January 2008 - Posts

Example of how SET options impact the Query Optimizer index choice

I put together a scenario that demonstrates how a query session’s SET options can impact which index is used by the Query Optimizer. In this example, I’ll start off by creating a schema-bound view in the AdventureWorks database:

CREATE VIEW dbo.vw_SalesOrderDetail
WITH SCHEMABINDING
AS
SELECT SalesOrderID, SalesOrderDetailID,
CarrierTrackingNumber, ProductID, LineTotal
FROM Sales.SalesOrderDetail
WHERE LineTotal BETWEEN 35.000 AND 50.000
GO

Next, I’ll create two indexes on the view I just created. The first index is a unique clustered index on the composite key of the underlying base table, and the second index is nonclustered on the CarrierTrackingNumber column:

CREATE UNIQUE CLUSTERED INDEX
idx_vw_SalesOrderDetail_Unique ON
dbo.vw_SalesOrderDetail (SalesOrderID,
SalesOrderDetailID)
GO

CREATE INDEX
idx_vw_SalesOrderDetail_CarrierTrackingNumber ON
dbo.vw_SalesOrderDetail (CarrierTrackingNumber) GO

Now I’ll show the estimated query execution plan for a query that selects against the base table (on top of which I created the view and associated indexes):

SET SHOWPLAN_ALL ON
GO

SELECT SalesOrderID, SalesOrderDetailID,
CarrierTrackingNumber, ProductID, LineTotal
FROM Sales.SalesOrderDetail
WHERE CarrierTrackingNumber = ‘8E3A-4564-99′ AND
LineTotal BETWEEN 35.000 AND 50.000

The argument column of the 4th row of the SHOWPLAN_ALL recordset reveals an Index Seek against the following object:

OBJECT:([AdventureWorks].[dbo].
[vw_SalesOrderDetail].
[idx_vw_SalesOrderDetail_CarrierTrackingNumber]), SEEK:([AdventureWorks].[dbo].
[vw_SalesOrderDetail].[CarrierTrackingNumber]=N’8E3A-4564-99′) ORDERED FORWARD

Even though I was just querying the base table - the query optimizer was able to figure out that the index on the CarrierTrackingNumber column for the indexed view would be a good choice for the query.
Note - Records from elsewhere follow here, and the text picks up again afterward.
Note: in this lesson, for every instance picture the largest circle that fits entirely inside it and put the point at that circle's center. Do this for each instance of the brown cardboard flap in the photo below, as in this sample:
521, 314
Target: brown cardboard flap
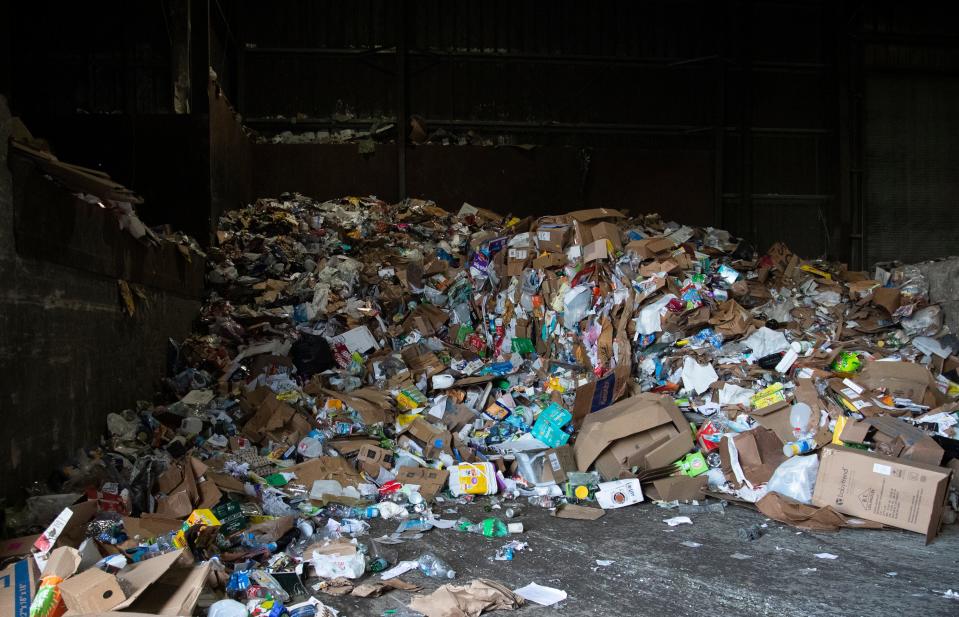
887, 490
430, 481
760, 453
629, 417
789, 511
678, 488
174, 593
326, 468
Now I'll show the estimated query again - this time designating a different SET option from my session default:

SET SHOWPLAN_ALL ON
GO

SET QUOTED_IDENTIFIER OFF
GO

SELECT SalesOrderID, SalesOrderDetailID,
CarrierTrackingNumber, ProductID, LineTotal FROM Sales.SalesOrderDetail
WHERE CarrierTrackingNumber = ‘8E3A-4564-99′ AND
LineTotal BETWEEN 35.000 AND 50.000

Looking in the SHOWPLAN_ALL result set - the Index Seek we saw before is missing - replaced by a Clustered Index Scan against the base table:

OBJECT:([AdventureWorks].[Sales].
[SalesOrderDetail].
[PK_SalesOrderDetail_SalesOrderID_SalesOrderDetailID])

What happenend? Index views require that the QUOTED_IDENTIFIER be set ON when the view is created (as well as some other SET options documented in BOL). In order for the Query Optimizer to use the index on the view, these SET options need to match. If they don’t - the Query Optimizer doesn’t consider the index for the query execution plan.
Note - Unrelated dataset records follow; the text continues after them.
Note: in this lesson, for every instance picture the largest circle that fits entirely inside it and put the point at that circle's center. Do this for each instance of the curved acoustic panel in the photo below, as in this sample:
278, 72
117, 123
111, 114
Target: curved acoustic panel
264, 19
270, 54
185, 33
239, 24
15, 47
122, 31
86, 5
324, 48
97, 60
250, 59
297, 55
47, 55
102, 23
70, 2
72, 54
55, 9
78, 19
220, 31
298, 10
Cross-posted from www.JoeSack.com.

Identify implicit data type conversions using XQuery

It has been a long time since I have posted, but in 2008 I will try to be better about it. I've been regularly blogging at www.joesack.com - however I'll be cross-posting to SQLJunkies.com again too (now that I found my login and password).

On to the topic at hand...

Implicit data type conversion is a non-obvious operation that can eat away at your query performance. Let’s say you have a column called “EmployeeID” in your database. This is recognized as the employer identifier, and it is understood by the application team that an EmployeeID in Table “A” is the same as an EmployeeID in Table “B”. However one database developer uses a bigint for Table “A” and maybe a varchar for Table “B”. You have just built in a hidden cost to all queries that join Table “B” and Table “A” on EmployeeID. Add millions of rows to those tables, and you have just added a potentially significant cost.
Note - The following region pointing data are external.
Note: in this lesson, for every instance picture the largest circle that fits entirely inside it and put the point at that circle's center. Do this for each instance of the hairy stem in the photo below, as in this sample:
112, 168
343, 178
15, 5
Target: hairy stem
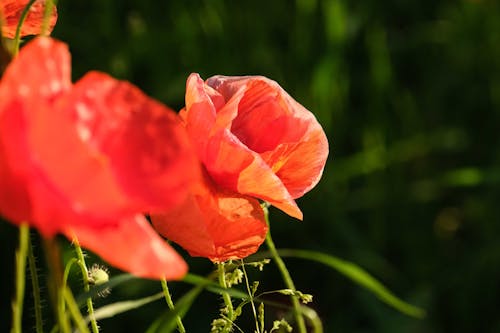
36, 289
286, 276
225, 296
17, 303
170, 303
86, 285
17, 37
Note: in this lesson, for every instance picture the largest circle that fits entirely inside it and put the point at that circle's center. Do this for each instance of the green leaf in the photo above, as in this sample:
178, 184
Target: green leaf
166, 323
213, 287
113, 309
359, 276
112, 282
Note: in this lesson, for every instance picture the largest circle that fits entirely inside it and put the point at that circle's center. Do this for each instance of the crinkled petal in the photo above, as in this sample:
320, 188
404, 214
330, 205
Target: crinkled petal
46, 63
133, 246
202, 102
12, 10
215, 223
270, 122
232, 165
41, 72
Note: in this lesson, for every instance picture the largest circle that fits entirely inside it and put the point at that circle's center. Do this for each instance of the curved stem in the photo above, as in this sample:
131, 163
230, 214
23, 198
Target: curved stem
17, 303
55, 281
17, 37
225, 296
36, 289
251, 296
171, 306
49, 5
86, 285
285, 275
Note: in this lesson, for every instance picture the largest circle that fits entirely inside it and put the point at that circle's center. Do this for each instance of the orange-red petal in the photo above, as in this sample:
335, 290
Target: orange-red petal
262, 143
214, 223
10, 14
140, 141
133, 246
65, 171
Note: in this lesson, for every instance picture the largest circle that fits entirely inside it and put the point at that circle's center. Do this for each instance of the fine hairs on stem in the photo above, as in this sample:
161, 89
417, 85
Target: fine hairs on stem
285, 275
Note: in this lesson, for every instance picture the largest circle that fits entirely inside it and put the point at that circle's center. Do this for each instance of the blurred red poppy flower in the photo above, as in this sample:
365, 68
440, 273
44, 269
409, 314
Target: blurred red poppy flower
87, 159
10, 14
254, 141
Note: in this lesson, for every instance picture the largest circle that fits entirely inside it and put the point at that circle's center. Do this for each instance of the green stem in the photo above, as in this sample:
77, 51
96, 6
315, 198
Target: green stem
17, 37
36, 289
225, 296
285, 275
17, 303
55, 282
86, 285
250, 294
171, 306
49, 5
74, 310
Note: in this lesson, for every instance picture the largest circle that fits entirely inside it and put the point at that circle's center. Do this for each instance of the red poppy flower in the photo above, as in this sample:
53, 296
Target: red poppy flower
214, 223
10, 13
87, 159
254, 141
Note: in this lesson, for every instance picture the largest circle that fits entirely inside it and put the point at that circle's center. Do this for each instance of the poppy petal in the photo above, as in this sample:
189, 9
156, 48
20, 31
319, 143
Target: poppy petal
232, 165
288, 137
132, 246
214, 223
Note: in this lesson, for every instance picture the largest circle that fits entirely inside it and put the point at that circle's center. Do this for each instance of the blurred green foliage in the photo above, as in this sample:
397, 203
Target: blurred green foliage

How do you identify data type mismatches for the same column then? One method is to look at INFORMATION_SCHEMA.columns and look for all matching names that have varying data types. We can also check INFORMATION_SCHEMA.parameters and see any parameter names that have varying data types. The flaw here though, is that we depend on matching names. If the database designer named a column “EmpID” and another “EmployeeID” - we will have to be very familiar with the database and application design in order to know for sure that these two columns really represent the same thing. We are also limited to checking persisted objects - tables and procedures for example - and not ad hoc queries that contain implicit data type conversions in temporary tables or operations passing values from one query to another…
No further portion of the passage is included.